Penguin Publishing House, 1987 , Pearce Fred Acid Rain. What is it and

what is it doing to us?

New York Publishers, 1989, William Stone Acid Rain. Fiend or Foe?

Lucent books, Inc. 1990, Steward Gail Acid Rain.

Acid Rain

Acid rain is a great problem in our world. It causes fish and plants to die because earth's rainwaters are contaminated. It also causes harm to people as well, because we eat fish, drink water and eat plants that are polluted by acid rain. It is a problem that we must all face together and try to get rid of. However, acid rain on it's own is not the biggest problem. It causes many other problems such as aluminum poisoning. Acid Rain is deadly.

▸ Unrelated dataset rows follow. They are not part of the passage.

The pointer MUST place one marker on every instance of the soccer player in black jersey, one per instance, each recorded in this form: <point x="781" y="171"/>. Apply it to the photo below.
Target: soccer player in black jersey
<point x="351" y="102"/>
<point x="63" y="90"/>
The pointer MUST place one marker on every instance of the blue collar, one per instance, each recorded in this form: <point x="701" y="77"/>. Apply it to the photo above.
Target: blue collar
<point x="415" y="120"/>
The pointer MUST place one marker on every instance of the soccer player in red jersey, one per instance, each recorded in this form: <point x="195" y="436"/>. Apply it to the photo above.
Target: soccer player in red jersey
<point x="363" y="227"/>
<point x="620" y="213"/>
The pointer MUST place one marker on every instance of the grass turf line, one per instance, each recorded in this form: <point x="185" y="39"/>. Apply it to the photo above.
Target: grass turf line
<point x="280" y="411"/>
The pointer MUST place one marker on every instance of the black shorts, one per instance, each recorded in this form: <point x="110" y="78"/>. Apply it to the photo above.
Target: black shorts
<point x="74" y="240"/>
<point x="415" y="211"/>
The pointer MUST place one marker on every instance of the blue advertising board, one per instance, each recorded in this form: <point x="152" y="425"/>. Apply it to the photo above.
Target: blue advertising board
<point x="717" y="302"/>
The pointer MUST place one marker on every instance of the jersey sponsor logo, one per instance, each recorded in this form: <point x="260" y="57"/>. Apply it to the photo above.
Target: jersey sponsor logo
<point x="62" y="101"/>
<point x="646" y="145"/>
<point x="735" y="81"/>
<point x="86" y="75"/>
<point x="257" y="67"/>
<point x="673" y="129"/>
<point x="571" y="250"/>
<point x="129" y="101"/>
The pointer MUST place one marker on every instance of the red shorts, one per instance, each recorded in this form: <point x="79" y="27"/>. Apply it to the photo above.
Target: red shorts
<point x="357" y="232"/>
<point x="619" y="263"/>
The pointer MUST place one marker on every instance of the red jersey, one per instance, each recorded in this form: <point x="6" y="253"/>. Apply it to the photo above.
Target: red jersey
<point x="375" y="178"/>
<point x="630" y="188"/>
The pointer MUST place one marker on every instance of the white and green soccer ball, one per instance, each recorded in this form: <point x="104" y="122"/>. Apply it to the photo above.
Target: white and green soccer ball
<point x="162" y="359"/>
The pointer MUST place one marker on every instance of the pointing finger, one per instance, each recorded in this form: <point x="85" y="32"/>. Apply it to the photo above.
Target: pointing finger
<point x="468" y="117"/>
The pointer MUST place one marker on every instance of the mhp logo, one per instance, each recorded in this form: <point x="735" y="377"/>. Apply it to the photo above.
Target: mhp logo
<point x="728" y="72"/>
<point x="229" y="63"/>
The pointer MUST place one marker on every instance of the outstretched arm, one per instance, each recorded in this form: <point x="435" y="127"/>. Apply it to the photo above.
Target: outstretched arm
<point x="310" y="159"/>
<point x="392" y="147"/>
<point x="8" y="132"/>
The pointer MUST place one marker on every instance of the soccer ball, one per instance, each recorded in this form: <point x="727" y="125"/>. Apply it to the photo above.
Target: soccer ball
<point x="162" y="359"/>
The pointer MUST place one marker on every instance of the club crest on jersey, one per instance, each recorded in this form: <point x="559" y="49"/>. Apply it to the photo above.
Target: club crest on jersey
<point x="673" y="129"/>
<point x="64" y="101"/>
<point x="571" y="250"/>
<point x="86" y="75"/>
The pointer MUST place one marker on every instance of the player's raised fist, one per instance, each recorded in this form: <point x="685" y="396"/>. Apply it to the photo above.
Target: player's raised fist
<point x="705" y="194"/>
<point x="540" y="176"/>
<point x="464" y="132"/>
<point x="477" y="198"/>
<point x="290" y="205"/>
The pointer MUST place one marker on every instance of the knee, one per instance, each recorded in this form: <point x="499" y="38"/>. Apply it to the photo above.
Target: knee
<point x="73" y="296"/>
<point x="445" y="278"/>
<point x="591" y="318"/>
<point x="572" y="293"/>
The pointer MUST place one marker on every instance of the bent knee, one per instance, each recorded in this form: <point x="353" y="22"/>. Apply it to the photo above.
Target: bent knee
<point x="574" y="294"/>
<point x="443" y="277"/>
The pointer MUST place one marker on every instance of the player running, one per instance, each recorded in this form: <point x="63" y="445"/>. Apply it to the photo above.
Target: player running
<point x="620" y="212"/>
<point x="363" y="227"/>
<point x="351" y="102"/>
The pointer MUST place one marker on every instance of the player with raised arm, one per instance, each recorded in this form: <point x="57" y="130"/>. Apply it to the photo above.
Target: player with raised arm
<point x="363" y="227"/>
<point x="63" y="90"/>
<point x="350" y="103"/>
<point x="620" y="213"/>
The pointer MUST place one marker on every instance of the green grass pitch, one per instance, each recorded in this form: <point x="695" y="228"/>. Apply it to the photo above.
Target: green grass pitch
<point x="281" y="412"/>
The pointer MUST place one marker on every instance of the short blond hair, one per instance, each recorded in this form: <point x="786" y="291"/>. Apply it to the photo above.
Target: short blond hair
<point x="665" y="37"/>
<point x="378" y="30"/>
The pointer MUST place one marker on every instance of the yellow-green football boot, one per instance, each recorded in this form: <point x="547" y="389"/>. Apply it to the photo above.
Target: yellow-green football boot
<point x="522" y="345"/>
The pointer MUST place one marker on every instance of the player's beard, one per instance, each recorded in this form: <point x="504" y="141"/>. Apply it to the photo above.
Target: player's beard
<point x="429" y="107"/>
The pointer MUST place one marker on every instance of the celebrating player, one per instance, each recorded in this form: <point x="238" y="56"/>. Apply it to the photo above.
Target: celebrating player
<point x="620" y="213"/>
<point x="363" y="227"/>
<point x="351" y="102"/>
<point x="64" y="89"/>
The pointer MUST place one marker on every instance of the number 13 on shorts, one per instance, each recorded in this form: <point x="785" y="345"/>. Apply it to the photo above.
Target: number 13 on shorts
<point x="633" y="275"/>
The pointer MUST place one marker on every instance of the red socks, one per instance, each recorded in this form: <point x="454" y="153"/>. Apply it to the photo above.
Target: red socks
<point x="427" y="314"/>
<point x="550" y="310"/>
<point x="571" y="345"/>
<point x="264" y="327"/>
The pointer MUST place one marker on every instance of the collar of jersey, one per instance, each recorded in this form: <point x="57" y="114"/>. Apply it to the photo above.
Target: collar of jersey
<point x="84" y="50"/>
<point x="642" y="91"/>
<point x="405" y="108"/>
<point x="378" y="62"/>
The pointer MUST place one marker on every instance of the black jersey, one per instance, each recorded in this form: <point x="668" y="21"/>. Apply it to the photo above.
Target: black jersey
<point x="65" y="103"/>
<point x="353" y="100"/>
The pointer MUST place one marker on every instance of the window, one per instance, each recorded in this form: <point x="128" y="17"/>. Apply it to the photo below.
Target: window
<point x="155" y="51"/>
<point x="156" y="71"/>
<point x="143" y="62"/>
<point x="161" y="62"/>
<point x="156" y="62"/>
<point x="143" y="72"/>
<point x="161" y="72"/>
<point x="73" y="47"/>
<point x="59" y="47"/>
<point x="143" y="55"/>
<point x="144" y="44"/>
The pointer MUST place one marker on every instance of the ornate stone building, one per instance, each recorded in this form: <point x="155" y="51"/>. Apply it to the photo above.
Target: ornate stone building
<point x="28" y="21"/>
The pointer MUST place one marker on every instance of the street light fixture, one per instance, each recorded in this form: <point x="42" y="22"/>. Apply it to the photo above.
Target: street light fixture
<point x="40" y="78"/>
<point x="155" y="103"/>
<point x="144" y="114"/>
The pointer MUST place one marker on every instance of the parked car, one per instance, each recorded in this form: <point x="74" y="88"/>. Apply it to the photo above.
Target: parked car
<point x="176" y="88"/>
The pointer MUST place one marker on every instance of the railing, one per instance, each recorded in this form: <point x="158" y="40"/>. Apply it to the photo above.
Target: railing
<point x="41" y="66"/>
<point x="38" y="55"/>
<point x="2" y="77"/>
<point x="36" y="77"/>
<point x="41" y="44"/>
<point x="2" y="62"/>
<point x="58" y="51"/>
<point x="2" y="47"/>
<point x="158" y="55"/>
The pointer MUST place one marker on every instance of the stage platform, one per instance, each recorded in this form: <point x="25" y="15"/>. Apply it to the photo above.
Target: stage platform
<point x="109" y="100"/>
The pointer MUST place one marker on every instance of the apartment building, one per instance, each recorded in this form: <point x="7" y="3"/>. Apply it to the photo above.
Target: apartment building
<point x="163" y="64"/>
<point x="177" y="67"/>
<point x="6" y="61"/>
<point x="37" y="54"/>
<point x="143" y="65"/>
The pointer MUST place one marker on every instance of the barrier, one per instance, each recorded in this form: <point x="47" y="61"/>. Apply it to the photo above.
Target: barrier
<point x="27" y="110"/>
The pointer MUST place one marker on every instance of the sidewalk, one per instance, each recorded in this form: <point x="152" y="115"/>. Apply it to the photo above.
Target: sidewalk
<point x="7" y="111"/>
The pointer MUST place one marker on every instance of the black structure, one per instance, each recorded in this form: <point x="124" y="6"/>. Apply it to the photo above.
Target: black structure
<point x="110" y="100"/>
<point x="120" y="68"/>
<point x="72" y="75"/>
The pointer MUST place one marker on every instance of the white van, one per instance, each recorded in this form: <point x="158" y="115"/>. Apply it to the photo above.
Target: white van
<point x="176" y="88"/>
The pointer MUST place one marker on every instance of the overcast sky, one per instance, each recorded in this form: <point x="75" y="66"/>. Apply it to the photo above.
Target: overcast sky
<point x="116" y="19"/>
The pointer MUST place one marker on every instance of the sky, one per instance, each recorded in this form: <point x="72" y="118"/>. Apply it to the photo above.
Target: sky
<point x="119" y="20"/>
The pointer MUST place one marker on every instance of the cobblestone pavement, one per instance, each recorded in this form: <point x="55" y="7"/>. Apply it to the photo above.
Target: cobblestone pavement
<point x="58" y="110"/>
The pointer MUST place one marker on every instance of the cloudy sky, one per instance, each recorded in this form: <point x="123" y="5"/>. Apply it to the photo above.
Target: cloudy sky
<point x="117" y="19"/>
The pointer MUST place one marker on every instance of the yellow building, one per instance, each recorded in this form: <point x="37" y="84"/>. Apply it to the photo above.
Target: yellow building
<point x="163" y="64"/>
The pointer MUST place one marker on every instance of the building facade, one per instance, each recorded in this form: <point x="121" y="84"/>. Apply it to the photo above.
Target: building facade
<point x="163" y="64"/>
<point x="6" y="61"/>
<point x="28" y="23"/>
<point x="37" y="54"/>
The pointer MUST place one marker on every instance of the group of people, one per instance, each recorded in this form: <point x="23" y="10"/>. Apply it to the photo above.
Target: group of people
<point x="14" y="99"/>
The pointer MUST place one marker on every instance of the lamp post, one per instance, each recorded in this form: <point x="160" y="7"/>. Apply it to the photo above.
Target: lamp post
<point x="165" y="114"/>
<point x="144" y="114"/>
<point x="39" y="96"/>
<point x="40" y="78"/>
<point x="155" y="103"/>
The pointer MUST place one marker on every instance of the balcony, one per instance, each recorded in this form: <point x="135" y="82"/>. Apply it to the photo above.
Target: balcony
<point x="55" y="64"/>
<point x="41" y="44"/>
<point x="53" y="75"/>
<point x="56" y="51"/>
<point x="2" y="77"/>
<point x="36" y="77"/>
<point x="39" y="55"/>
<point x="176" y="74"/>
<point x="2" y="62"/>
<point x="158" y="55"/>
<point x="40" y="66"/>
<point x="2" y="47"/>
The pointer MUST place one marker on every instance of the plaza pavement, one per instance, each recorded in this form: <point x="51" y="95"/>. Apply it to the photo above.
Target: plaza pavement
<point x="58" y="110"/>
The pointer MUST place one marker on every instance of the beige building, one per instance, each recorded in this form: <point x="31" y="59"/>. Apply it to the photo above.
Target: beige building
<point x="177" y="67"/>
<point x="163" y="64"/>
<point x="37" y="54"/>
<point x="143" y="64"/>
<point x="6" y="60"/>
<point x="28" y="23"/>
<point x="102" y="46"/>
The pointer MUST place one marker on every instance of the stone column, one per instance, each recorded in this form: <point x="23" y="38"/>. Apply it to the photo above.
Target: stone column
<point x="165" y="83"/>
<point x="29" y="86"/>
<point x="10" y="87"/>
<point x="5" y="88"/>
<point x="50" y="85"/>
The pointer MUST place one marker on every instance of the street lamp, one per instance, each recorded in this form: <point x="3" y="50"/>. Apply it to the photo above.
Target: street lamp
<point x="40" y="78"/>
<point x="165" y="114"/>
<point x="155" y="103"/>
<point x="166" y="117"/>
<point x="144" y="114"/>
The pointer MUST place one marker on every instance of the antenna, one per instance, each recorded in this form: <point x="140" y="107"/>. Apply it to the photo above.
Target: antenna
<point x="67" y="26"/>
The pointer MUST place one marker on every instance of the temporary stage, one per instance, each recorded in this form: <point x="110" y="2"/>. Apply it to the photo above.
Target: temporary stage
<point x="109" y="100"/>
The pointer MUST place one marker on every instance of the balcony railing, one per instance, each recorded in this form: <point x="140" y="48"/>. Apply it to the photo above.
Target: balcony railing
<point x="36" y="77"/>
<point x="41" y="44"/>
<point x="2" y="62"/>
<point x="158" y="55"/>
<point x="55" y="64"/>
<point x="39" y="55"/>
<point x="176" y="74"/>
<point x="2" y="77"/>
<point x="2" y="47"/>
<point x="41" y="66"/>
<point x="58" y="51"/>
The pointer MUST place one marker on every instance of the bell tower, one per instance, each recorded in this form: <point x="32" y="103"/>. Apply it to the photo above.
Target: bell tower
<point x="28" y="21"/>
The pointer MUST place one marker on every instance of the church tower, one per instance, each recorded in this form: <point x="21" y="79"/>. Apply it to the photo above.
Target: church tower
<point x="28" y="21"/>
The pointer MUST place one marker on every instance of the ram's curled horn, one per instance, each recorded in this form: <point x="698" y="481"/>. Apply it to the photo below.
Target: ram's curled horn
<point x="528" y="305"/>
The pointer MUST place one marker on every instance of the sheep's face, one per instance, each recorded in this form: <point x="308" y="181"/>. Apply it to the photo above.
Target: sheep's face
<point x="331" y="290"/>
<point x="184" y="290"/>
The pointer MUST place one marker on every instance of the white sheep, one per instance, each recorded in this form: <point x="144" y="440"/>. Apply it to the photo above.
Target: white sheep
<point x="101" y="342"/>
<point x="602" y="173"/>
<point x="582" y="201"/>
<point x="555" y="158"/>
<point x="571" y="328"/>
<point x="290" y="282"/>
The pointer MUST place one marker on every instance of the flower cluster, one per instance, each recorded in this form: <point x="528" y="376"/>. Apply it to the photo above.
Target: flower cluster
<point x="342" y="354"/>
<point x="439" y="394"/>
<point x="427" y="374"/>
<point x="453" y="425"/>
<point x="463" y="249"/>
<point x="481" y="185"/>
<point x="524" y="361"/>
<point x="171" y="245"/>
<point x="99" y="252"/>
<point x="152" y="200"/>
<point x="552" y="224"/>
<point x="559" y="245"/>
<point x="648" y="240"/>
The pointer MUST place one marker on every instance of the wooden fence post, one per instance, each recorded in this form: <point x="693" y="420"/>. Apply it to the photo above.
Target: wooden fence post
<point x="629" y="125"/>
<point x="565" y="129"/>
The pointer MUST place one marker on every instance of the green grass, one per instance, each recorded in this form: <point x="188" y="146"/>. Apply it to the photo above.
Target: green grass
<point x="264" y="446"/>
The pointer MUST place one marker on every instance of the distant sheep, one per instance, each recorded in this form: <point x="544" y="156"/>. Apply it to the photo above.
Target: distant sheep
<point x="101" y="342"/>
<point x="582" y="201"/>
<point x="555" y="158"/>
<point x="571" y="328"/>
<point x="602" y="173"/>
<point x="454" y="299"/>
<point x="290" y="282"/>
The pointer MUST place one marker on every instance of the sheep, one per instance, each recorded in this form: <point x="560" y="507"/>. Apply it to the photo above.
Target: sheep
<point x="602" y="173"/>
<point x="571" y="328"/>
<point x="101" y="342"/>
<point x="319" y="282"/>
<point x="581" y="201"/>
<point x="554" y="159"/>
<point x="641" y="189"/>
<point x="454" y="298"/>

Acid rain is polluted rain. The pollutants go up to the atmosphere and when it rains it brings the pollution down with it. Sulfur dioxide and nitrogen oxide are the gases that form the acid rain. When these gases mix with moisture it can make rain, snow, hail, or even fog. The scientific term for acid rain is acid deposition that means when the acid is taken from the air and is deposited on the earth. Major industries, coal burning factories, power plants and automobile engines are the main sources of sulfur dioxide and nitrogen oxide that cause acid rain. Volcanoes and forest fires also causes sulfur dioxide and nitrogen oxide. Some of the many problems that come from acid rain are the killing of many plants and underwater life in thousands of lakes and streams around the world. It strips forest soils of nutrients and damages farm crops. Acid rain can also corrode stone buildings, bridges, and priceless monuments. Acid rain can also be harmful to humans because acid rain kills the crops and fish we eat, ruins homes, and the acid can release lead in the pipes and the lead could go into our drinking water. It is hard to determine where acid rain may fall next, because the wind from a polluted area could carry pollution to another area and the acid rain could fall there. The regions affected more by acid rain are large parts of eastern North America, Scandinavia, and central Europe. In many of places acid rain isn't a problem because some soils can neutralize the acid and it doesn't affect the crops. Areas more sensitive to acid rain is in the western United States most of Washington all of Oregon, sections of California and most of Idaho. Maine, New Hampshire, Vermont and a large section of northeast Canada. The soil in these places can not neutralize acid rain deposits, then the nutrients are stripped which means the crops in those places may not survive. The Black forest is a mountainous region in Baden-Wurttemberg, in southwestern Germany. The valleys are fertile and make good pastureland as well as providing good soil vineyards. No forest region is showing serious effects of acid rain. Many trees are dying, the forest lost masses of needles, leaving them with sparse, scuffing crowns. Their major industries are Lumbering wood, manufacturing toys and cuckoo clocks. Winter sports and mineral springs attract tourists.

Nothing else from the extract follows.